It’s interesting how many of us keen gardeners struggle on for years with the same old garden tools. Spades and forks with broken handles, lawn rakes with broken or missing tines and hand forks and trowels with loose heads. I think many of us hang on to our old faithful garden tools because we know that they were originally built to last and they are probably more reliable than many of the poor quality, cheap garden tools that are sold today. I am always disappointed when a new gardener buys one of these cheap tools that are not really fit for purpose and will certainly never become one of your most cherished possessions. Therefore it’s really good to find a new range of top quality garden tools built to last and endorsed by the Royal Horticultural Society. These are tools that will make gardening a pleasure and they will be your gardening companions for years to come.
pic. 2 Treaded digging spade
They are all built from top quality stainless steel, have FSC quality ash hardwood handles and carry a ten year guarantee. Apart from the practicalities they are good looking and a delight to handle. They also have handles to suit your height and build; taller gardeners need no longer bend down to dig. Shorter gardeners will love the border forks and spades and the balanced construction of the cultivating range.
pic. 3 Burgon and Ball Transplanting spade
The first item I acquired in this range was the Transplanting Spade. This is a different type of spade with a longer head; I have used similar tools when working on a nursery in Germany. The curved and shaped head of the spade make it so easy to dig a hole for planting, especially when you are trying to manoeuvre between other plants. All spades and forks are of a strapped construction; this means that the socket of the head has extensions that extend up the front and back of the handle. This is much stronger and avoids the tool head breaking off where the two join.
The digging spades and forks are made with taller handles for extra reach and leverage and taller gardeners will find them less back breaking.

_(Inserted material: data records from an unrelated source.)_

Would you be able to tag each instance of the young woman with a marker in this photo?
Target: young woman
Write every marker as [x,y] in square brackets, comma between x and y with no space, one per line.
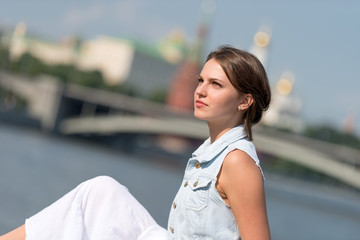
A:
[222,193]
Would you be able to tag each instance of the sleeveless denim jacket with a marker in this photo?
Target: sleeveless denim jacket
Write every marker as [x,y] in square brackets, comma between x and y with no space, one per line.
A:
[198,211]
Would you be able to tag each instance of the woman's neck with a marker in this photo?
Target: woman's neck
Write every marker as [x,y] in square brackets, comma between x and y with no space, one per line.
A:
[217,130]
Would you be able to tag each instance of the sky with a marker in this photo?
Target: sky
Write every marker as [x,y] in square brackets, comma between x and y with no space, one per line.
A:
[317,40]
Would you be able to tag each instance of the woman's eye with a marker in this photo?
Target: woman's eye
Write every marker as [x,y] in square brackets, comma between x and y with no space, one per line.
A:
[216,84]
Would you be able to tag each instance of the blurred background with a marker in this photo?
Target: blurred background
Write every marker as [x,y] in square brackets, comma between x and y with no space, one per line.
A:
[92,88]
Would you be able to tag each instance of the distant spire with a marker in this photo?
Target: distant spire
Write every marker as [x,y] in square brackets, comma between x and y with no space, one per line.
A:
[261,44]
[184,81]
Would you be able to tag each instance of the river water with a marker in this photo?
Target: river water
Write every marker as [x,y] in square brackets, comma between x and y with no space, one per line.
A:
[38,168]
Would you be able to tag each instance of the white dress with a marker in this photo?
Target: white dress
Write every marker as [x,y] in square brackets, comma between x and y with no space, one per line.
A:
[98,209]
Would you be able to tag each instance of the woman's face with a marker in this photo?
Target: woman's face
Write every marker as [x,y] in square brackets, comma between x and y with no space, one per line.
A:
[215,98]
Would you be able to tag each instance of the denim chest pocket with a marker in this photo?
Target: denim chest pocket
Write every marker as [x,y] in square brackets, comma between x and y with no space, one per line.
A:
[198,193]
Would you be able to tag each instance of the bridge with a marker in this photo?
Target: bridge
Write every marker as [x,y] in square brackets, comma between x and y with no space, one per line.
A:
[73,109]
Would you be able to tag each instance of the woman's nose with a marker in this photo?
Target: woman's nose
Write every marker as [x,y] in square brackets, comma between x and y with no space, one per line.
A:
[201,90]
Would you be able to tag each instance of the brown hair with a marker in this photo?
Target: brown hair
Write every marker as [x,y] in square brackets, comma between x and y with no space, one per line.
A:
[248,76]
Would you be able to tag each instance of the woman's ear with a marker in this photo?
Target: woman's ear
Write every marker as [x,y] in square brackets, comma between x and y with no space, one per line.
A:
[246,102]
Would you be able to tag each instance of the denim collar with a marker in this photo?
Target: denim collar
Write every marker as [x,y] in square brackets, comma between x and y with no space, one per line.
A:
[207,151]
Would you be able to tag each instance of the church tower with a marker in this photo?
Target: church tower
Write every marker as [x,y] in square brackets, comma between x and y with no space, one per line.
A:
[184,80]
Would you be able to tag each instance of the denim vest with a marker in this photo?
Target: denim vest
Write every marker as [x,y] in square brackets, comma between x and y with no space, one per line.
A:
[198,211]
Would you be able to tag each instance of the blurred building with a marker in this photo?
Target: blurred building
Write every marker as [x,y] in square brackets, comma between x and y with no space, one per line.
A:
[145,67]
[285,108]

They offer exceptional strength from the strapped sockets and double riveted handles. They are very comfortable to handle, whilst being light and easy to use. For general gardening I do recommend you take a look at the border spade and fork which are lovely tools that make light work of digging.
pic. 4a Burgon and Ball Border Fork
If you find digging with a spade hard work on your back then swap over to a border spade, you lift less soil weight. The border fork is great for cultivating between plants and light digging. I think this is one of the most essential garden tools. Both the digging and border spade come with treads to prevent foot stress.

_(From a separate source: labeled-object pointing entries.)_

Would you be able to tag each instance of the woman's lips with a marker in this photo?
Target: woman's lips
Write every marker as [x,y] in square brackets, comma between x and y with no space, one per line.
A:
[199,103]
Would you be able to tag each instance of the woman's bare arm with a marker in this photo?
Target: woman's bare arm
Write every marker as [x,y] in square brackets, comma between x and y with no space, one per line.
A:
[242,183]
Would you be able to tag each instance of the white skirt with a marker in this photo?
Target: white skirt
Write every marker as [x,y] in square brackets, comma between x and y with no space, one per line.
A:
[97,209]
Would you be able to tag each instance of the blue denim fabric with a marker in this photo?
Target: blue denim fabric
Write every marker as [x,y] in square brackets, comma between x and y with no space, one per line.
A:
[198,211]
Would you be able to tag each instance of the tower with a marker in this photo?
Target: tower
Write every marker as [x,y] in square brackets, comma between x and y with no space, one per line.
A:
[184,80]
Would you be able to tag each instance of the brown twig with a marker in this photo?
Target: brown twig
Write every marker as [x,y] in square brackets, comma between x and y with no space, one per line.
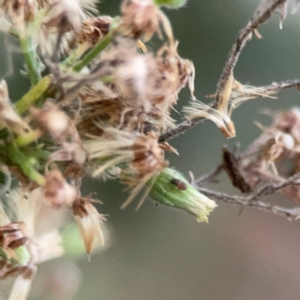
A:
[261,15]
[254,199]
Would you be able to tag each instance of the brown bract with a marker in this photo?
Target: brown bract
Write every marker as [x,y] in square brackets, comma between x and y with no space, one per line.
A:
[142,18]
[57,191]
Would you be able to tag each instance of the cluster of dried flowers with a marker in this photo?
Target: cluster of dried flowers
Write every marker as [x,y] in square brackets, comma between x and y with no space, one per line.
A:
[103,108]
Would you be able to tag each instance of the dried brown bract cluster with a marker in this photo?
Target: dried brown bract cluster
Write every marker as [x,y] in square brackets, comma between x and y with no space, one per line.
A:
[272,157]
[100,104]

pic. 5 Burgon and Ball Eging Kinife
The Burgon and Ball stainless steel lawn edging iron is the nicest I have seen and used. Its best feature without a doubt is the extra-long handle; most other edging irons have very short handles. This makes them difficult and uncomfortable to use for any length of time. This edging iron is the perfect tool for keeping your lawn edges trim and in top condition; it is also ideal for marking out new beds and borders.

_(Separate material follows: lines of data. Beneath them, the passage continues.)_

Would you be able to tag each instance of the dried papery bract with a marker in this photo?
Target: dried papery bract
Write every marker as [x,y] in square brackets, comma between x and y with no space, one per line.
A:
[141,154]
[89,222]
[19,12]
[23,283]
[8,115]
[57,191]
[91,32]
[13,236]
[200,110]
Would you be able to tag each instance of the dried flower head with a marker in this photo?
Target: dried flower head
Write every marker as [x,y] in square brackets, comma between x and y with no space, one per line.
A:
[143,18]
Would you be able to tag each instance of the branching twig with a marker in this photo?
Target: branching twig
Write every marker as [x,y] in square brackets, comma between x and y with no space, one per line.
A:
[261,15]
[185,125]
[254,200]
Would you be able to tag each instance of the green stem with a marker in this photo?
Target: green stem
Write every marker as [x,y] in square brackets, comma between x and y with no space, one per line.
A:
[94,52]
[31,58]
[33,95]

pic. 6 Burgon and Ball Leaf rake
Both the lawn and soil rakes are beautifully crafted and very well balanced. The lawn rake is easy to use and will not tire your arms as quickly. It has strong, sprung tines to scarify and remove moss and thatch from your lawn without bending or snapping the tines, however hard you work at it. Now’s a great time to invest in this lawn rake as this is the perfect time to rake out the moss and thatch and apply an autumn lawn fertiliser and mosskiller. I use it as a back-up leaf rake too.
pic. 7 Dutch Hoe
I am a great one for hoeing as the main method of annual weed control. I think many gardeners are too quick to reach for the ready-to-use weedkiller when a hoe would do the job better. The Burgon and Ball Dutch hoe is a superb cultivating tool. A lot of Dutch hoe heads are not at the correct angle for efficient and ergonomic use. This means they can be quite wearing on your lower back; the last thing you need when gardening. This Dutch hoe is set at an angle that allows the user to stand upright and skim through the soil to remove weeds in beds and borders.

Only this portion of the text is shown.